Perhaps a bit like the notoriously frugal generation that came of age during and directly after the Great Depression, Americans have shown a scant silver lining when it comes to the Great Recession.
USAA Bank surveyed consumers on how their habits have changed since the last great bubble spectacularly dissolved and hundreds of thousands of Americans lost jobs, homes and to some degree, hope. The results weren’t all bad news, as it seems looming financial ruin has caused Americans to take a long, hard look at spending habits.
Very nearly half (49%) of survey participants say they now budget, and even greater numbers heavily suggest that frugality is becoming a valued personal trait among cash-strapped Americans:
When asked about their budgeting personality, three-fourths of respondents described themselves as a “penny pincher” (40 percent) or a “big picture budgeter” (36 percent).

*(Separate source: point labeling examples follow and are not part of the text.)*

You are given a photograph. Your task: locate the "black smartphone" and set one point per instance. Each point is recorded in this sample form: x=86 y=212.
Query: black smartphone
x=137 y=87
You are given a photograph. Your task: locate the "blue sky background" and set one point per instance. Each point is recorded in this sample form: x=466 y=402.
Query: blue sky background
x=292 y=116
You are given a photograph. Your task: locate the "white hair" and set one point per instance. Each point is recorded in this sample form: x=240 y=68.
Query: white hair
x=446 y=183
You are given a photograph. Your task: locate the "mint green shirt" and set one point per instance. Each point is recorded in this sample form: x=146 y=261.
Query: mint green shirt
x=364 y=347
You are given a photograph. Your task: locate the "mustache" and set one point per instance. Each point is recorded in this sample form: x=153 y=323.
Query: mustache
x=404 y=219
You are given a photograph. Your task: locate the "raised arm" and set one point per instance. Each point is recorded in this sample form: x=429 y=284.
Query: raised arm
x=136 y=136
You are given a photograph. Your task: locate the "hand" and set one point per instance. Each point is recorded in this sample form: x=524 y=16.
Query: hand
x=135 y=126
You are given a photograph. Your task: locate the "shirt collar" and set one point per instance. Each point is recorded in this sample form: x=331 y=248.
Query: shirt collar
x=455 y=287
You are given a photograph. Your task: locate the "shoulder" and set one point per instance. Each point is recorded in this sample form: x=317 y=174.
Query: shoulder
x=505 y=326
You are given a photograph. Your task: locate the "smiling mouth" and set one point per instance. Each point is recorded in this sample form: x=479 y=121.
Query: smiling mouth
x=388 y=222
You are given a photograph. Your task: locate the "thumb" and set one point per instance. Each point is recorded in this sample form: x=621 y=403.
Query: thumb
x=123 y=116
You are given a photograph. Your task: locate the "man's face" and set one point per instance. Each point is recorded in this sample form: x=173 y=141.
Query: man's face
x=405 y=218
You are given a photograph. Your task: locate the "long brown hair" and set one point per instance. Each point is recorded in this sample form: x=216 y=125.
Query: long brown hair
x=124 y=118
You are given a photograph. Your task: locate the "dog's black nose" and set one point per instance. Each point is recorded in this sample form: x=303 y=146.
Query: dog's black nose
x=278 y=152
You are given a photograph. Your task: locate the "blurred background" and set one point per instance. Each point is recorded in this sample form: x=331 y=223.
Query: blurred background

And nearly nine out of 10 (86 percent) said they always or often stick to specific targets within their budget for everyday expenses.
Interestingly, the advent of smartphones was pegged as a powerful tool in managing personal finances more efficiently. 70% of respondents said they would be swayed not to purchase a pair of jeans if they used a mobile phone to check their bank balance and would go over budget, and nearly one in four say they’d be more likely to implement a budget if their mobile phone supplied budget related updates.